“Under the Banner of Heaven” could easily be a chaotic mess. The star-studded FX miniseries has a large cast, a story that deals with tough moral issues and a lot of disparate plotlines — but it deftly crafts all of its moving parts into a riveting and thoughtful true-crime drama.
Now streaming on Hulu (even though it hails from FX) and based on the nonfiction book by Jon Krakauer (“Into The Wild,”) “Under the Banner of Heaven” is set in 1984 Utah and follows Mormon family man Detective Jeb Pyre (Andrew Garfield) as he investigates the murder of Brenda Wright Lafferty (Daisy Edgar-Jones, “Normal People”) and her baby daughter. The grisly crime shakes up the pious small-town community where most of the cops haven’t even seen a dead body.
Spoiler alert: the culprits are Brenda’s brothers-in-law, Ron (Sam Worthington, “Avatar”) and Dan Lafferty (Wyatt Russell), who murdered her for “God told me to do it” reasons. The Laffertys, as the show explains, were big fish in this small pond, like a Utah version of the Kennedys.
Jeb and his partner, Bill Taba (Gil Birmingham, “Yellowstone”) – a Native American from Las Vegas who’s an outsider in this community – are a fictional invention for the show, and they’re one of several smart decisions that “Under the Banner of Heaven” makes.
By making Bill an outsider, the writers are able to explain some aspects of Mormons and their culture that are unfamiliar to viewers. And, since Jeb is a man of faith, they’re also able to view the Mormon church not from a place of gawking, but of sensitivity, as Jeb is forced to examine his own community.
This gives Garfield a chance to deliver lines like, “What if it’s not some outside evil … that found its way here? What if tonight is just the first edge of a bone that’s finally working its way out of our own desert’s floor?” That might feel ponderous in a less skilled actor’s mouth, but Garfield makes it land.
Another great choice the show makes is that we don’t see see the slain bodies of the young mother and her infant daughter which a lesser series would feature for shock value. “Under the Banner of Heaven” focuses on Jeb’s face as he reacts to the crime scene by dropping his professional cop façade and dissolving into tears — which conveys the horror far better than would a macabre image.
As Jeb and Bill interrogate Brenda’s widower, Allen (Billy Howle), Brenda’s story unfolds in flashbacks that reveal how, as the ambitious girl meets Allen’s family, her brothers-in-law progress from friendliness to hostility. (Russell in particular is excellent at delivering an affable façade with something that feels…off lurking beneath the surface; he’s all warm smiles paired with cold eyes and an underlying unsettling fervor that brings to mind Tom Cruise’s energy in the infamous couch-jumping incident).

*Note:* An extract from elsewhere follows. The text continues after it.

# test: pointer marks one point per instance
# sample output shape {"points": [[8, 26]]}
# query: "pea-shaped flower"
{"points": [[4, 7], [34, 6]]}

As Allen explains to the cops, even though Brenda was also Mormon, she didn’t come from the same fundamentalist branch that taught women to be as obedient and subservient to men as the Lafferty family expected, which angered Ron and Dan.
In addition to Jeb’s murder investigation, and the flashbacks to Brenda’s ill-fated history with the Lafferty family, the show also has a third narrative thread, following the history of the Mormon church with its founder, Joseph Smith (Andrew Burnap) and his wife, Emma (Tyner Rushing) in the 1820s. These scenes aren’t bad, but it feels like the show is trying too hard to point to the roots of Brenda’s tragic story and reveal how the rot goes all the way down. The show does a good enough job of making this clear on its own.
As a whole, “Under the Banner of Heaven” is a nuanced story and an unusually thoughtful true-crime drama anchored by stellar performances.